The hospital in the UK had crystallised a risk regarding her transferral back to Ireland and said a sensitive discharge was required with safeguards to be put in place. “The key here is to get a clinical pathway lined up carefully,” said senior counsel forTusla, “and an education curriculum for the right exams.”
Two weeks later the court heard during the Minors’ Review List that although the girl was considered ready for discharge by the UK unit, no onward placement had been identified in Ireland. Counsel for the guardian ad litem told the court that he was seeking to list the matter for hearing at the first opportunity in the next term [after the summer recess] in order to have an onward placement identified.
When the case returned to the Minors’ Review List four weeks later and no aftercare plan had been produced the judge gave a direction to Tusla to put in play their statutory function and produce the plan within two weeks, noting that clinical progress was very dependent on aftercare being put in place, therefore aftercare was “imperative”.
The case continued over the following weeks with Tusla reporting further efforts to find a suitable placement. When the case resumed in January counsel forTusla said a placement had been identified the night before, Tusla had informed the other parties that morning and there was a psychiatric report before the court with sensitive insights into A’s state of mind which were clearly relevant. However, the judge said it was not sustainable in the light of the need for a long commute to her educational centre.
“I need to know that in light of the fact that a number of secure care placements have come on stream that adequate planning has been done because effectively they have no onward placement when their time there is completed,” the judge said.

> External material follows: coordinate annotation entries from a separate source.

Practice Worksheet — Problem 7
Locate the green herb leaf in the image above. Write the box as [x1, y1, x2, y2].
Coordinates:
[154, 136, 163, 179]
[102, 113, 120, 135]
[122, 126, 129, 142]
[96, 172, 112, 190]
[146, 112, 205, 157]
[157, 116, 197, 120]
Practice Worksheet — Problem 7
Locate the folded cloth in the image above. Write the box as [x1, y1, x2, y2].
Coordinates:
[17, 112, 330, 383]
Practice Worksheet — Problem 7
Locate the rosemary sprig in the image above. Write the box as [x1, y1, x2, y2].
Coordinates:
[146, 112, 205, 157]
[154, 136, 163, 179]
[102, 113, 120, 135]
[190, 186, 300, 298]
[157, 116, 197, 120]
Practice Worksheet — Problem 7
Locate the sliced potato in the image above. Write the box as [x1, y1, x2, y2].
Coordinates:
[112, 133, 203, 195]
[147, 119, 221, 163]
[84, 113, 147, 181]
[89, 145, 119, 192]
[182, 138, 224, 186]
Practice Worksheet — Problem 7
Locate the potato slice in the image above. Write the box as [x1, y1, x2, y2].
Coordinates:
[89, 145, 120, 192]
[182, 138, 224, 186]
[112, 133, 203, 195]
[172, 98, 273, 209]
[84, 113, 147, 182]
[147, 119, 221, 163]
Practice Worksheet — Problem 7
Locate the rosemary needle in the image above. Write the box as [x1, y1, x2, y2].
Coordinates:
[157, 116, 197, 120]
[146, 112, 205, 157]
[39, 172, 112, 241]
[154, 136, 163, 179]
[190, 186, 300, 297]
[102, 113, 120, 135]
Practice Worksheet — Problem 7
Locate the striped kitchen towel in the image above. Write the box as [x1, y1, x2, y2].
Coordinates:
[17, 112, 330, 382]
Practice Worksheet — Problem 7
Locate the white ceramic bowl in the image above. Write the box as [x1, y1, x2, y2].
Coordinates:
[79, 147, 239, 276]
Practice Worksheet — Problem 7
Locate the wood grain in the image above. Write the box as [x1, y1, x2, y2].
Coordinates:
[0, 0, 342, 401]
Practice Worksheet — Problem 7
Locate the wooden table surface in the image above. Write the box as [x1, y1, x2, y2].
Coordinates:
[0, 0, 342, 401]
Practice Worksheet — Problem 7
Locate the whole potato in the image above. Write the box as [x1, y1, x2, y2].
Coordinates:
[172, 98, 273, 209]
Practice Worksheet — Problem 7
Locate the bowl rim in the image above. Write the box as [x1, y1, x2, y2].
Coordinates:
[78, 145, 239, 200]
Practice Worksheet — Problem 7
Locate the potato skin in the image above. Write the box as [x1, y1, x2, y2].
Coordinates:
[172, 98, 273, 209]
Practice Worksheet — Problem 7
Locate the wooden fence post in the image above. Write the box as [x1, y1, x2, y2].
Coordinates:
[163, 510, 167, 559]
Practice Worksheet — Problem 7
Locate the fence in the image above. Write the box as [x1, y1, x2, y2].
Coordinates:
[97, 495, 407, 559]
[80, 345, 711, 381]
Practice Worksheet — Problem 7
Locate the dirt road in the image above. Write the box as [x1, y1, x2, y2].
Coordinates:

“We have children remaining in secure care when there is no ongoing placement for them and it is not their role when they have done their part and then the CFA [Tusla] have failed to produce the goods at their side”.
“It is an issue that arises every week in this court particularly in light of new secure care placements available and a lack of planning at the other end of it. Matters are to be dealt with on affidavit as to what is being done with the onward placement. In fact the problem is even greater than before due to the new secure placements,” said the judge.
In January the court heard that the girl was in a placement and attending an educational centre. The court asked Tusla to ensure that she had appropriate transport to the centre, which was some distance away.
‘Lack of planning’
The CCLRP said in many instances such cases come back before the court repeatedly over many months, and the reports show the frustration of the judges hearing them as they attempt to order Tusla to find solutions.
In one case the judge commented:
The lack of planning continues, substantial resources are invested into giving the children the appropriate care they need in secure care and [then] the potential is nearly ripped out from under their feet at the lack of onward placement, and the level of uncertainty is causing undue stress to these children.
In relation to another, the judge said there has to be a recognition “there is a failure to deal with this, this is not the first time a judge has said this over the years”.
“Over the last 25 years it is constant and children with a particular presentation have no facilities in this State to meet their needs, resources are an issue, a bespoke solution for every child is perhaps not available.”